Gestern ging bzw. lief es bzw. ich von Mammendorf ins heimatliche Baindlkirch, bisher aus läuferischer Sicht sozusagen Neuland für mich, da ich diese Strecke bisher immer nur mit dem Fahrrad gefahren war. Als Laufanfänger ist einem ja kaum bewusst, welche Distanzen man in der Lage ist, zu bewältigen. Strecken von 5 km können einem da schon richtig Angst machen. Doch irgendwann gehören die regelmäßigen 10 km Läufe zum Alltag, und vor 20 km Läufen schreckt man auch nicht mehr zurück.
Vor Monaten wäre es mir auch nicht wirklich in den Sinn gekommen, von Mammendorf nach Baindlkirch zu joggen, mitten auf der Landstraße, ca. 11 km; doch heute denke ich mir: warum nicht? Und siehe da, an einem Freitagabend zwischen halb 9 und halb 10 begegnen einem Läufer bisweilen genau ein Auto und ein Radfahrer. Unglaublich, aber wahr.
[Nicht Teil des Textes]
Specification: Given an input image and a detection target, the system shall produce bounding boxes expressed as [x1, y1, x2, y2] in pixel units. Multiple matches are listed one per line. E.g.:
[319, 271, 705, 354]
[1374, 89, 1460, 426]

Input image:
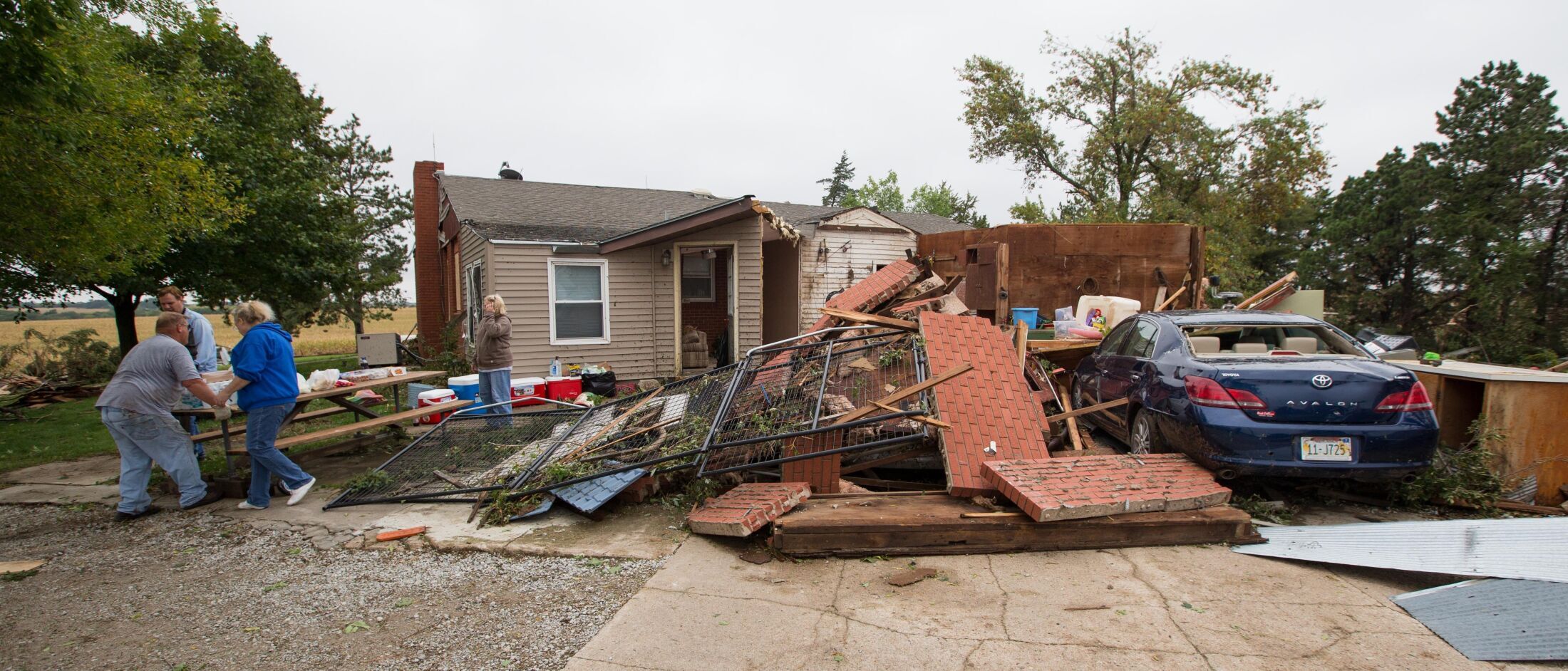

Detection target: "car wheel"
[1128, 411, 1170, 454]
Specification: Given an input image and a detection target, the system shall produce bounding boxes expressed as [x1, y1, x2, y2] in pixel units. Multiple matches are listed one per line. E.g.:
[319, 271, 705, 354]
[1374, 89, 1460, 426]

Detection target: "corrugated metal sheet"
[1389, 578, 1568, 662]
[1231, 517, 1568, 582]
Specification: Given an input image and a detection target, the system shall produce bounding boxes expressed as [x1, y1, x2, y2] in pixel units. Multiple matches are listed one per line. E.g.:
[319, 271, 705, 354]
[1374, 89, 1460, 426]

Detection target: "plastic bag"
[309, 368, 339, 392]
[582, 370, 614, 397]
Meine Großmutter – Gott bzw. jenes höhere Wesen, das wir verehren, hab sie selig – meinte einst auf ihrem ersten und letzten Besuch in Europa bzw. in unserem Weißwurstvillage im Alter von etwa 70 Jahren: „very peaceful here in your place“, was noch recht euphemistisch formuliert war. Echte Städter würden die Dörfer zwischen Augsburg und München vor allem abends als tendenziell „tot“ bezeichnen. Ich finde es schön ruhig und erholsam.
Einfach mal querfeldein zu laufen und die Ruhe vor dem rosa schimmernden Sonnenuntergang zu genießen. Den nicht vorbeifahrenden Autos zuzuhören und den Tieren im Wald. Das duftende Holz der großen Schreinerei zu riechen und die Wärme des Waldes zu spüren. Je näher man ans heimische Dorf kommt, desto vertrauter wird alles; man grüßt sich, obzwar man sich nicht immer kennt, doch das gehört einfach dazu. In der Stadt passiert so etwas nur immer mit einem Verwirrten oder Betrunkenen.
Auf diesen Läufen quer durch die Prärie bekommt man ein völlig neues Gefühl für Distanzen, eine neue Beziehung zu den Ortschaften und den Verhältnissen zueinander. Immer wieder aufs neue tun sich unentdeckte Wege auf, die einen immer wieder überraschen. Ich vermisse nicht einmal meinen iPod, der neulich seinen Geist aufgegeben hat; früher hatten sie ja auch keine Stöpsel in den Ohren, liefen vielleicht intensiver, im Sinne von noch mehr „bei sich selbst“ und vielleicht bewusster bzw. sogar auch selbstbewusster.
Auf Läufen durch die Prärie bzw. Natur kann ich auch gerne auf Musik verzichten, doch in der Stadt sieht das dann vermutlich anders aus. Ewig die gleichen Runden zu drehen könnte einmal langweilig werden, bisher ging es noch ganz gut, hat etwas meditatives.
Normalerweise sollte ich heute irgendwo im Schwabenländle sein und einer Hochzeit beiwohnen; doch unverhofft kommt bekanntlich oft, und aus einer Trauung wurde eine Beerdigung hier im heimatlichen Dorf. Erst im Februar war der Ehemann verstorben, nun folgte die fleißige Frau, Mutter und Großmutter. Ich werde sie vermissen, wie sie tagaus tagein auf ihrem Bauernhof gearbeitet haben, freundliche Leute vom Land, wie ich sie immer gerne in Erinnerung behalten möchte.
Der morgige Lauf soll ihnen gewidmet sein, wieder mal über 21,1 km, ein spontaner Halbmarathon im Rahmen des Stadtlaufs in München. Dieser wird zwar nicht so schön ruhig verlaufen, aber immerhin auch ein wenig durch die Natur, den englischen Garten führen.